Joey:These guys are just like us. They make their music without commercial intents. Therefore they've been the first ones on our new founded label Magic Circle Music. They're some great guys, who live together like brothers in one house and who share everything. Bludgeon, in the truest sense of the word, have nothing but their music. I have big respect for the fact that they believe in their dream. The are not commercial, they don't have the chance to appear on TV or to play at a music fair like the Popkomm. And that's why they play as our supporting act. You cannot imagine how grateful they are for that.
Matthias M.:The band Disturbed you discovered would be that surely, too.
Joey:With Disturbed it's different, since they sound by far more commercial. A good band which will make their way even without us. We are talking about a band here which already sold 4 million records. I don't know if these guys really would feel up to fight for every single fan. Bludgeon in contrast are coming straight from hell, every evening they will give everything. Let's wait and see how the fans will decide. I am optimistic.
Matthias M.:We will see if you're right. At least they have an easy start, for you begin your tour in Czechs, in a country from the former Eastern Bloc, where the fans, according to experience, accept you very enthusiastically. Was this also the reason why you chose Prague as the location for the prelude of the tour?
Joey:No, it's actually a matter of the tour routing. The show there was one of the first that have been booked and so it's at the beggining of the tour. Besides, it makes sense to kick off in Prague, since our dress rehearsal takes place in the nearby Zlin and furthermore we can organise a video shooting there. That followed we go over Hungary, Austria and Switzerland to Germany.
Matthias M.:There is no other country where you played as many shows as in Germany. What associates you with the local fans here?

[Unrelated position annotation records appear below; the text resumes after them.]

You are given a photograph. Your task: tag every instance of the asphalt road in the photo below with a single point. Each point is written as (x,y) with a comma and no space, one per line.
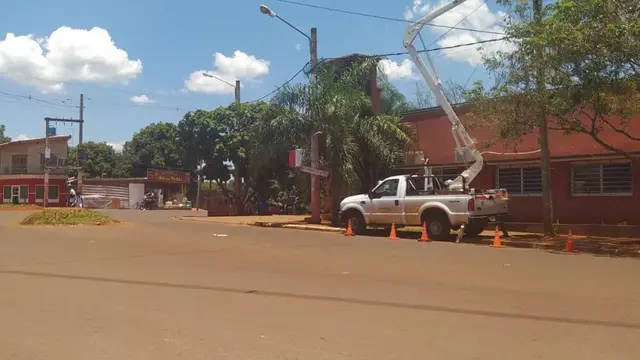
(160,288)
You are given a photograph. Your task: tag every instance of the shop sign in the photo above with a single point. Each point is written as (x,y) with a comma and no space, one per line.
(171,176)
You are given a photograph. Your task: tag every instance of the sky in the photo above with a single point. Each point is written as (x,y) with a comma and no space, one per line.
(140,62)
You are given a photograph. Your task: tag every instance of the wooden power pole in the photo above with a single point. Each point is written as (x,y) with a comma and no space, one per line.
(47,150)
(545,155)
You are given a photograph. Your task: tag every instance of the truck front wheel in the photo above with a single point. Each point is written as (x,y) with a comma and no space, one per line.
(438,226)
(358,224)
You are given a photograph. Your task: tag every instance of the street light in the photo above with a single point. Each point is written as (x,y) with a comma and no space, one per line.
(315,152)
(238,180)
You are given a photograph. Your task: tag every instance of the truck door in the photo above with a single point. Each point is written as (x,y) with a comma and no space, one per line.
(386,207)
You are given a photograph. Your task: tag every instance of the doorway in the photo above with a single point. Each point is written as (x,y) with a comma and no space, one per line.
(15,195)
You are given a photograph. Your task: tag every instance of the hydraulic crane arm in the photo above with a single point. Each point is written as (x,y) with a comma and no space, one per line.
(460,135)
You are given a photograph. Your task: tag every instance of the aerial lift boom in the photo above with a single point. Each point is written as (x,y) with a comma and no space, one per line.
(464,142)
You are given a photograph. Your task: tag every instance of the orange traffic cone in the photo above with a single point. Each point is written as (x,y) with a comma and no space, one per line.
(393,235)
(569,246)
(496,239)
(425,236)
(349,231)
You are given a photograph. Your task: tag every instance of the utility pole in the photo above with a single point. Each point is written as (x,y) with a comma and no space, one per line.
(47,151)
(315,151)
(80,138)
(545,155)
(238,178)
(47,155)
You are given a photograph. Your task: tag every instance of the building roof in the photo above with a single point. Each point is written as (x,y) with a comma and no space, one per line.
(37,140)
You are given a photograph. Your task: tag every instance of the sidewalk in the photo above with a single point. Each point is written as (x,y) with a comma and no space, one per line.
(617,247)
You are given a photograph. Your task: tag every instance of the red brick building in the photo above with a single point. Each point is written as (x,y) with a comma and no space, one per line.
(22,171)
(589,184)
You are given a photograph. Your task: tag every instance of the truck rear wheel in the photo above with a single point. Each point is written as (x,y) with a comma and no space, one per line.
(358,224)
(438,226)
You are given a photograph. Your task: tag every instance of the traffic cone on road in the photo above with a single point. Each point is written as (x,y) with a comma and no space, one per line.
(569,246)
(496,238)
(424,237)
(349,231)
(393,235)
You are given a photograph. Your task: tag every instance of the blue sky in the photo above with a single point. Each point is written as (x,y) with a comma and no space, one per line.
(174,39)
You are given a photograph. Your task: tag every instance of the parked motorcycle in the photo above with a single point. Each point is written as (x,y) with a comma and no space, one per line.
(150,201)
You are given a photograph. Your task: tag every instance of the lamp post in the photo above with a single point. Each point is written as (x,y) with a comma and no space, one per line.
(238,180)
(315,156)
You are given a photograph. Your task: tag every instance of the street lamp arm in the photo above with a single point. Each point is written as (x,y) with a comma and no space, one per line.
(293,27)
(217,78)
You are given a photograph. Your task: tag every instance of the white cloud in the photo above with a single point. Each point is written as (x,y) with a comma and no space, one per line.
(142,99)
(416,9)
(481,18)
(240,66)
(117,146)
(64,56)
(397,70)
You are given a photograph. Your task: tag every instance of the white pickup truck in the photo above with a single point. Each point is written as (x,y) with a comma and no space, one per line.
(408,200)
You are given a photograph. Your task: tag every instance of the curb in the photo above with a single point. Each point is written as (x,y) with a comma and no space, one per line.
(555,247)
(297,226)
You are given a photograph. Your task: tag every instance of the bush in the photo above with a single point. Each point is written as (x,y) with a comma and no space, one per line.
(68,217)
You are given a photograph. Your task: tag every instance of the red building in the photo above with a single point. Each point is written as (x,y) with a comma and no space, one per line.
(589,184)
(22,171)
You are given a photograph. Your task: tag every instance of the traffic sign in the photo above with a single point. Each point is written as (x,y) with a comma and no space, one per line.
(313,171)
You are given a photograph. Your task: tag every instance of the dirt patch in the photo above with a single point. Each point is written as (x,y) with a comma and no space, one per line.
(68,217)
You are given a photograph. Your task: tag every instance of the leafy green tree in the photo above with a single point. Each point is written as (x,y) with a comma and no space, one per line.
(197,137)
(576,66)
(156,145)
(392,101)
(3,138)
(589,65)
(337,107)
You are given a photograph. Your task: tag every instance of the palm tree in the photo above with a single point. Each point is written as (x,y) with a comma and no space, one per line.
(338,107)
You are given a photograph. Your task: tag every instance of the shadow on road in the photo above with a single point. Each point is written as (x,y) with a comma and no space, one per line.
(421,307)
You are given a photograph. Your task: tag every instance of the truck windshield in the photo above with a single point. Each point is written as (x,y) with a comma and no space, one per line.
(416,185)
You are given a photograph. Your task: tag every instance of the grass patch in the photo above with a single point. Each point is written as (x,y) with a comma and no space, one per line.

Joey:The German fans have been the first ones who discovered us. When you play often in a country then you start to understand the people better. You know what they think and how they feel. It's a normal process. Sometimes I have the feeling to be almost a half German. The people don't address me Mister DeMaio but they simply say Joey to me. Isn't it great? They know me!
Matthias M.:Last but not least because of Stefan Raab who helped Manowar a lot with his invitation to TV Total. There are rumours that either at the show in Cologne at the Santa Claus Day or at December 16 in Dortmund he will appear on stage...
Joey:Stefan is a great guy, I would appreciate to meet him again. He introduced us to an audience that didn't know Manowar yet. Furthermore, he is doing his own thing, has his own kind of humour. I think he's great.
Matthias M.:Does it mean he will come to one of the gigs?
Joey:I hope I will have the opportunity to welcome him on stage. Did you get it now?